Pee Masters (sorry, I chuckled), a question if you will. 
This is my first Pee. (sorry, more laughter) When back sweetening, does the sweetness come forward, as like the Dragon Blood?
I keep trying to get a ratio of sugar/pee and each time I try, the first taste seems right on and the second taste is to sweet.
I'm running out of test material here.
I thought I'd just cut the sugar back by half and add more later if needed. Just like to know? Thanks in advance Ya'll.

Beano Joe


----------



## Kraffty (Sep 24, 2014)

I think that's true with any wine you sweeten, sounds like you answered your own question though, start with less and do it 2 or 3 or more times to get it right. Maybe wait a week or so between testings.
Mike


----------



## beano (Sep 24, 2014)

Kraffty said:


> I think that's true with any wine you sweeten, sounds like you answered your own question though, start with less and do it 2 or 3 or more times to get it right. Maybe wait a week or so between testings.
> Mike



Kraffty,

You are right on the money!  I'm sorry that you had to point it out to me though. To many samples I guess. Thanks!!


----------



## Julie (Sep 24, 2014)

Are you taking a reading after you are finished backsweetening?


----------



## beano (Sep 25, 2014)

Julie said:


> Are you taking a reading after you are finished backsweetening?

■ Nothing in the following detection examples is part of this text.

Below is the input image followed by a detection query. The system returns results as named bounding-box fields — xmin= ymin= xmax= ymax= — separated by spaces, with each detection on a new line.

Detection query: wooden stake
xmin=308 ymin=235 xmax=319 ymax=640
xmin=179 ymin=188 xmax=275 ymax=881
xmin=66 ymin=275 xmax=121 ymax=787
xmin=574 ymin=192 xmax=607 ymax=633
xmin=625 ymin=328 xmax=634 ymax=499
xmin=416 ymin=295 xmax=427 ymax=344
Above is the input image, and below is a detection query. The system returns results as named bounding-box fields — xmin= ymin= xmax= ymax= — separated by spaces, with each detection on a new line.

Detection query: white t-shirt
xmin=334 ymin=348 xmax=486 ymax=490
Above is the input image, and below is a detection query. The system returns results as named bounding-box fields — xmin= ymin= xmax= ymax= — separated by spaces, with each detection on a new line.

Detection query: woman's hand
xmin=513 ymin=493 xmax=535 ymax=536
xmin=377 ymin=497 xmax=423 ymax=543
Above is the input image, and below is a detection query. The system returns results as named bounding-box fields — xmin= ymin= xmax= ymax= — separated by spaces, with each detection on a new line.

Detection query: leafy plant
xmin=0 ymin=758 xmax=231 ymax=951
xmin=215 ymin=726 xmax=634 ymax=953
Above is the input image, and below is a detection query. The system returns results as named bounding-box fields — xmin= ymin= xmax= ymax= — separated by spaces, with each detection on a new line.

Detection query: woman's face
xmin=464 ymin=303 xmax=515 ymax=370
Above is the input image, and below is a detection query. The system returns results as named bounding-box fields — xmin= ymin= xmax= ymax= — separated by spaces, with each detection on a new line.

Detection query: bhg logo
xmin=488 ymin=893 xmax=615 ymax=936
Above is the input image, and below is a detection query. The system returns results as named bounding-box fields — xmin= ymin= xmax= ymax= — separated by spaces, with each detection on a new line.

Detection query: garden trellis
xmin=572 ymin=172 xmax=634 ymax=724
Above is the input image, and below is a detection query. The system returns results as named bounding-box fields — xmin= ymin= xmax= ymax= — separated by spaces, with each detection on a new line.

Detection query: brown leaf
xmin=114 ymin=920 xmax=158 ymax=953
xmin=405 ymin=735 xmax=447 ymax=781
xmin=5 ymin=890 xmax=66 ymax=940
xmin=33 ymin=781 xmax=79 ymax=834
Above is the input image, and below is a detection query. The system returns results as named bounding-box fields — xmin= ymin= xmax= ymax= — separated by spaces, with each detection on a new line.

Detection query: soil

No Julie, I was not. I was trying to do it by taste. Being lazy I suppose. I did go back to my notes and found that this Pee ended with the SG @ 0.997. So I got out the hydrometer. I was using some left over invert sugar to backsweeten. My test batches were 16oz. and I was adding 1/8 cup per pint or 8 oz. per gallon, and that was too sweet for me. After checking SG I found that it was about 1.012. Way to sweet for me. I cut the invert sugar down to 1 tbs. per 16 oz. or 4 oz. gallon whitch brought the SG down to 1.005. Much better for me and if it pulls forward a bit, I can live with it. I think my biggest problem was confusing my 1/8 cup measure with the tbs measure.
However I did use up all my extra pee to figure this out. I have a pint left.

Being this was my first Skeeter Pee it was a lot of fun for me. As has been the whole wine making experience. It is nice to, through trial and error, learn how to do something new and so enjoyable and fufilling. With, of course, all of the help of the members of WMT. I'm still learning patience hopefully soon I can master that one to.


----------



## Julie (Sep 25, 2014)

Lol, now that you got that reading, you know what level to make your future batches at,


----------